HAtırlıyorum dediklerini " kokma, belki sen taşıyamayacaksın belki de ben, ama bilemeyiz....", geldiğimiz zamanda gördüğüm, taşınamayacak bir ağırlıktan söz edilemez ama yorulan sen oldun... biten heyecanların üzerine aldığın bir kararla dondurdun zamanı.
Bugün (17.08.06),
malum son konuşma, aradın, yaralandım...Ben arkadaş olamam, arkadaş ve dost olmak için yarım kalmışlıkları gözardı edemem.. Tüketemediğim bir şeyi öyle varsayıp seni hayatımda varedemem, eksik bir ilişkiyi diriltip, minik bir hareketle (mutasyona uğratıp) yaşatamam.... kaybetmek istemediğin dostlukla ilgili bir emek harcamamışken ben seni bende başkabir isimle varedemem...!
saat 02:00
Dikmen Şarabı, senin o herhangibir tarihte getirdiğin, içilmemiş ve birlikte içilmek üzere saklanmış -kırmızı (senin adından öte adın gibi al)... artık sen olmadığın için tek başına içilip, takvimini dolduran ilişkinin izlerini bir biçimde silmek adına açıyorum, bugünçinmiş... silemediğim mesajların da bugün için saklanmışlar, içtiğim her yudumda bir mesajını gönderiyorum hiçliklerime... baktığım son şişenin dibi oluyor, söyle bakalım nasıl bir arkadaşlık olabilir benden sana...
saat 04:00
artık herşey bir sonu netleştiriyor, şarap bitti, yazdıkların şarabı gömdüğüm yerdeler artık...
zor oldu, yaşamadığın ve bilemeyeceğin kadar zor, takvimi donduran sen oldun, bir ilişkinin bittiğine işaret eden...
yaşlarsa benim ve bana ait ne zaman istersem o zaman kurutacağım...
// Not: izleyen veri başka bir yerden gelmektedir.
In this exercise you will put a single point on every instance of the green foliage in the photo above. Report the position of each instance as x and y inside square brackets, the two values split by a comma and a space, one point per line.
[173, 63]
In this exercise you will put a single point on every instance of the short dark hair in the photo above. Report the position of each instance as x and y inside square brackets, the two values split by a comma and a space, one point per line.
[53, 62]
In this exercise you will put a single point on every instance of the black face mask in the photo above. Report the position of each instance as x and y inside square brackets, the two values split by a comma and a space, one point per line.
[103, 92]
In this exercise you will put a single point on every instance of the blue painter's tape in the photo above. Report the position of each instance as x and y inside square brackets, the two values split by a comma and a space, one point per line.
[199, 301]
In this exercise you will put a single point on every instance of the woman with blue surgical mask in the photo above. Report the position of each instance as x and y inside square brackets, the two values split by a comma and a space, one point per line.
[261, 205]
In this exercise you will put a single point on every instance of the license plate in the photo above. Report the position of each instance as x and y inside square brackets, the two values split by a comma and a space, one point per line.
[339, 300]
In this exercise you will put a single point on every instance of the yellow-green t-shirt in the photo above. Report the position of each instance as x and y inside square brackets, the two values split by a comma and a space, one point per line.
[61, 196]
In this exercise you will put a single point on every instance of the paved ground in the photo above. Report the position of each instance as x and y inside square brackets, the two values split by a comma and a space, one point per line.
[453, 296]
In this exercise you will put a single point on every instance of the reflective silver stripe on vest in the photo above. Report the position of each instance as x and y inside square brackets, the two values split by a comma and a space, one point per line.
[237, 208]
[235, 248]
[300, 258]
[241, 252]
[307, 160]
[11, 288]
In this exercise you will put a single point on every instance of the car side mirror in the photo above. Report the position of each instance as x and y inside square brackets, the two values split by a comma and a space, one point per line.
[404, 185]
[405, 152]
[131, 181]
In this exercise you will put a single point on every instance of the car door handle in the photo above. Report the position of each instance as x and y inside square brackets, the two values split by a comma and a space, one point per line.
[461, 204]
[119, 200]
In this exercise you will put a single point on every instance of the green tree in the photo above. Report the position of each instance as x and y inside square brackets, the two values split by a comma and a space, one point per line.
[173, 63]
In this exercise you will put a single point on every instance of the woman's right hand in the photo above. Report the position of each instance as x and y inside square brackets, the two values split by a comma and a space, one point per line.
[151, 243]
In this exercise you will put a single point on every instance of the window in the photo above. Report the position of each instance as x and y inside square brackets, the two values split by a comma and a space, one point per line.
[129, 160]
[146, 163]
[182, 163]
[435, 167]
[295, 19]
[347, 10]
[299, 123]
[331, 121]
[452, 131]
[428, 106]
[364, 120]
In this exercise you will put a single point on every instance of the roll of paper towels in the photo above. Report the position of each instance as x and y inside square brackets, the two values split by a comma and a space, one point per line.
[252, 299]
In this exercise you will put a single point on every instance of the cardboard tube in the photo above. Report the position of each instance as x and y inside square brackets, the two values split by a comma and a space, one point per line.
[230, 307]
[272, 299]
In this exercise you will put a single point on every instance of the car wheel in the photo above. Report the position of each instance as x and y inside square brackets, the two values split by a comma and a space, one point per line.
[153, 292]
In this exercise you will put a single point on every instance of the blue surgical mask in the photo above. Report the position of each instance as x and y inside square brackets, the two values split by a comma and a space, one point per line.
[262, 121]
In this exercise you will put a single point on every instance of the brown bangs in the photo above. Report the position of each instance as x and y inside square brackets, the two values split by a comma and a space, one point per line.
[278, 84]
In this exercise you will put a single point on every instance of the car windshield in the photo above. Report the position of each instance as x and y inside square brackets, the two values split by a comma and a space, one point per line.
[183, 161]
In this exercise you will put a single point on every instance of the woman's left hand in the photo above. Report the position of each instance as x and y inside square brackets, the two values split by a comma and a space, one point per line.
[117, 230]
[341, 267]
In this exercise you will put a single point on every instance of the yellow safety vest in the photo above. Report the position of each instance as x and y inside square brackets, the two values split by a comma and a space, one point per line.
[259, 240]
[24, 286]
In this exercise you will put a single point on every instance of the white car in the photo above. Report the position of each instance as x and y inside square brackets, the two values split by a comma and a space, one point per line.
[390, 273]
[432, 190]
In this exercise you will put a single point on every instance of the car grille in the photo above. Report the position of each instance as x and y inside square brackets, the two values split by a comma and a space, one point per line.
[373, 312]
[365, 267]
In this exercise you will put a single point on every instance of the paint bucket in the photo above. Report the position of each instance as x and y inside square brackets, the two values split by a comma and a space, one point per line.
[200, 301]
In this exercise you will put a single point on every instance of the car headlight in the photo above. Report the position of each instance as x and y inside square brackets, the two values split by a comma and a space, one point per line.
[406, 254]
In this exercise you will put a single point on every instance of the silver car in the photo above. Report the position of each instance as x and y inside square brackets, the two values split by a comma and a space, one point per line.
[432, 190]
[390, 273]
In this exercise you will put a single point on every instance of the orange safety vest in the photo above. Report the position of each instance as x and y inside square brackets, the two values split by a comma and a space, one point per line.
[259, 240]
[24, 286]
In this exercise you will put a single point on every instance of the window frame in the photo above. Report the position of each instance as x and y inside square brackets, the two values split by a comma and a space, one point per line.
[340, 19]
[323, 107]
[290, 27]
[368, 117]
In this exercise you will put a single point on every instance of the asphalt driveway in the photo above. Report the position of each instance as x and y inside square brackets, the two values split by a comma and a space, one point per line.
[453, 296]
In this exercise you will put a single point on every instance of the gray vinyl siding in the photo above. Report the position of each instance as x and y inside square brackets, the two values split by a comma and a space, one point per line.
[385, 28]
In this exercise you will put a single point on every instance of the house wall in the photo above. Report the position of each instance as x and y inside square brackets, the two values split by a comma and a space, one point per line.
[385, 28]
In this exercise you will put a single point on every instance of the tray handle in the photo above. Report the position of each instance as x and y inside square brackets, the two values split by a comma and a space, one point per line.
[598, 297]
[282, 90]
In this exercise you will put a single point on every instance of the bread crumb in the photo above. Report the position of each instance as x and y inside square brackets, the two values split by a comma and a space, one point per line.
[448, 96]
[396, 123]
emin ol ki senin için zor olanın bende bir karşılığı yok, zor adına yakışır olmalı deil mi?
hissettiklerim benim için tehlikeli belki de, bana düşen basit ama acıtan bir "hoşçakal" dillendirişi...
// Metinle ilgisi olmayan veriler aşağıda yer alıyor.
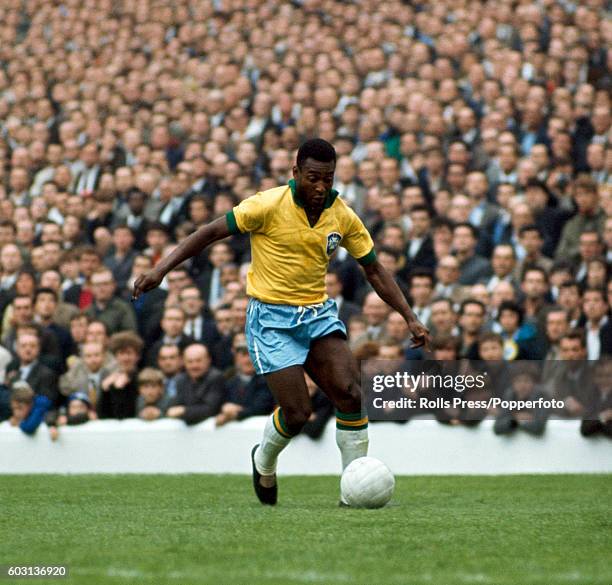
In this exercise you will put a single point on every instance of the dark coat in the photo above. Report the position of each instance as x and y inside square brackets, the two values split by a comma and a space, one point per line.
[201, 398]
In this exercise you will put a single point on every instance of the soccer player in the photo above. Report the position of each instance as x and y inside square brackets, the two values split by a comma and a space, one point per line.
[292, 326]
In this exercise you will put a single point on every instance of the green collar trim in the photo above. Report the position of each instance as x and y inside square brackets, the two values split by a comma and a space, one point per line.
[329, 200]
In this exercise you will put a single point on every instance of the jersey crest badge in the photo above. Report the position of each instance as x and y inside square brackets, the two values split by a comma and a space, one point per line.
[333, 240]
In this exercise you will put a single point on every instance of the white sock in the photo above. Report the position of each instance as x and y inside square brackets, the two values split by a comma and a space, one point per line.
[272, 444]
[352, 444]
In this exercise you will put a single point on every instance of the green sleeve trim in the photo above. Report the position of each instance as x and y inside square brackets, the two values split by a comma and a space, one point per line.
[368, 258]
[232, 225]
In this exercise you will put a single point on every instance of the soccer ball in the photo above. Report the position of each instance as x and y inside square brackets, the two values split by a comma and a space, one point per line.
[367, 483]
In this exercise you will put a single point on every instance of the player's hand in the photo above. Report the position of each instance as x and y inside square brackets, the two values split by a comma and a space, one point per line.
[145, 282]
[420, 334]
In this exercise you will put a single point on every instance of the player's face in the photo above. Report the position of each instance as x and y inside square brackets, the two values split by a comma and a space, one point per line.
[314, 181]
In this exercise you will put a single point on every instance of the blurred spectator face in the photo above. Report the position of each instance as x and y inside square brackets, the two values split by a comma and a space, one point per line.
[197, 361]
[532, 242]
[597, 274]
[396, 328]
[78, 328]
[523, 385]
[173, 322]
[460, 209]
[509, 320]
[239, 307]
[375, 310]
[477, 185]
[569, 298]
[23, 310]
[123, 239]
[242, 359]
[20, 410]
[503, 261]
[393, 237]
[103, 286]
[463, 240]
[169, 360]
[594, 305]
[51, 279]
[333, 285]
[491, 351]
[220, 254]
[572, 349]
[93, 356]
[420, 223]
[412, 196]
[421, 289]
[443, 317]
[157, 240]
[557, 325]
[224, 321]
[28, 348]
[472, 318]
[151, 393]
[586, 200]
[10, 258]
[589, 246]
[77, 408]
[447, 271]
[96, 332]
[127, 359]
[51, 233]
[88, 264]
[390, 208]
[191, 302]
[45, 306]
[503, 291]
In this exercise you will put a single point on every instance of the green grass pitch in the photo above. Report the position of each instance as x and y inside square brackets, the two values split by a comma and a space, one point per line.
[201, 529]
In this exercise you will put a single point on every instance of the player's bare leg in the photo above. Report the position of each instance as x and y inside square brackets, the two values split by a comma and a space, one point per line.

boğulmakla nefessiz kalmak
boğulmakla, nefessiz kalmak arası bir hal bu ayrılış, konuşmak istemek ama düğümlenenlerle başedememek, nedir boğulmakla nefessiz kalmaya sebep... basit ama o basitlik kendi içinde parçalanıyor ve o her parça aynı anda bogazdan geçip bir an önce sindirilmeyi bekleyen zehirden de acı, zor ki ne zor... sevmekle sevmemek arası her gidiş geliş, her soru, dibine gömülmek oluyormuş şimdi şimdi anlıyorum, ayrıılk sevdaya dahil mi bilmiyorum ki dahilse de bu sanırım karşılıklı olmuyor. Bir taraf için cevap hep evetken diğeri için kocaman bir boşluk oluyormuş... özlemek bir tarafın, bir ilişkiden kalan bedeli gibi, hesabıma bu düşüyor. Bir ayrılığın bu kadar üzebileceğini düşünmezken, su başımı aşmış, boğulduğum su kendi gözyaşlarım oluyor. Teselliler hep birbirinin aynı, geçecek, üzülme, ama aslında tüm canlıoğlu için sonuç aynı, hüzünün dili evrensel ve ağlamak her dilde ortak...
biten heyecanlar...
Son bir kez sarılıp uyur ve uyanıklık arası geçen bir saat, bir ilişki takvimini doldurduğuna işaret ederken, kalan teselli oluyor, madem bitiyorsa ve takvimler sonu işaretdiyorsa son sarılış belki de bi teselli ya da ... uzun ve uzun sarılış,
şimdi hatırlıyorum işte, zamanla unutacağıma verdiğim sözle.. özlemek ne zaman geçer ya da ne zaman biter bilmyorum, bildiğim zaman, acı ve yorgunum...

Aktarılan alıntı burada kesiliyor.